Earlier this week, news broke that Didi Chuxing and Uber’s China arm were merging, which many interpreted as Uber waving the white flag in the battle for ridesharing dominance in China. After all, the company was reportedly burning $1 billion a year trying to gain loyalty in one of the globe’s most sought-after markets. Although merging with Didi is probably not what founder Travis Kalanick had in mind when he started pursuing Chinese expansion for his company, it will free up time and money to focus on other emerging markets, such as India and Southeast Asia.
But it won’t be an easy go for Uber in those markets, either.
Indonesian-based competitor Go-Jek just re-armed for the war to come with a $550 million-plus equity raise from a slew of top investors, including KKR and Warburg Pincus; the company now has a rumored valuation of $1.3 billion. Go-Jek specializes in on-demand motorbike rides—the preferred mode of transportation in its home country, where traffic is notoriously congested and motorbikes can navigate more easily than a car. But the company has also branched into a multitude of other segments, including on-demand food deliveries, courier services, lifestyle services (such as on-demand masseuses) and a nascent e-wallet platform.

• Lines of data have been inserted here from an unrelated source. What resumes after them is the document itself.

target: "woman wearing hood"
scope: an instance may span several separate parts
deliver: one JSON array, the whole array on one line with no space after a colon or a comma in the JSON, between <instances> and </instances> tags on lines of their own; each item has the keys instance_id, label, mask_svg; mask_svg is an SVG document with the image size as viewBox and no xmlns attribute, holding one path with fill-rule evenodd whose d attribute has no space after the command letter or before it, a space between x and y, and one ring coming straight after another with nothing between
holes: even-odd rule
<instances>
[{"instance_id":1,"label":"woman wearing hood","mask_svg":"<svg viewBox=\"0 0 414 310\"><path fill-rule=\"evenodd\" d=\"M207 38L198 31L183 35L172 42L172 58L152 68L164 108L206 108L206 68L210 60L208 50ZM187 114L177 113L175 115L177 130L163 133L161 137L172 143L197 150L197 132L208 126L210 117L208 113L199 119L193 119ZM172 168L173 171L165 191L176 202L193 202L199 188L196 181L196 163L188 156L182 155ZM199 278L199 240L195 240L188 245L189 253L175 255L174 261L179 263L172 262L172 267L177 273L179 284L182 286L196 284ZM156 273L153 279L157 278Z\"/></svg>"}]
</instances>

Uber, you might notice, currently offers only a portion of what Go-Jek brings to the table. It appears the once-nimble startup may be getting out-maneuvered by a younger, more culturally intelligent competitor, at least in Indonesia. It’s a problem Uber will ultimately have to grapple with in any foreign market it enters. Each country is different, and there will likely be a local competitor with an advantage in cultural know-how wherever Uber pops its head up next.
That said, Uber is extremely well-financed and has the institutional knowledge gained from scaling the service to dominance it its home market, the US. That knowledge, combined with billions of dollars in funding and the complex proprietary algorithm that powers its app, make Uber a terrifying opponent. But is that enough to control different geographies around the world?
If the outcome in China is any indicator, Uber has a bumpy road ahead.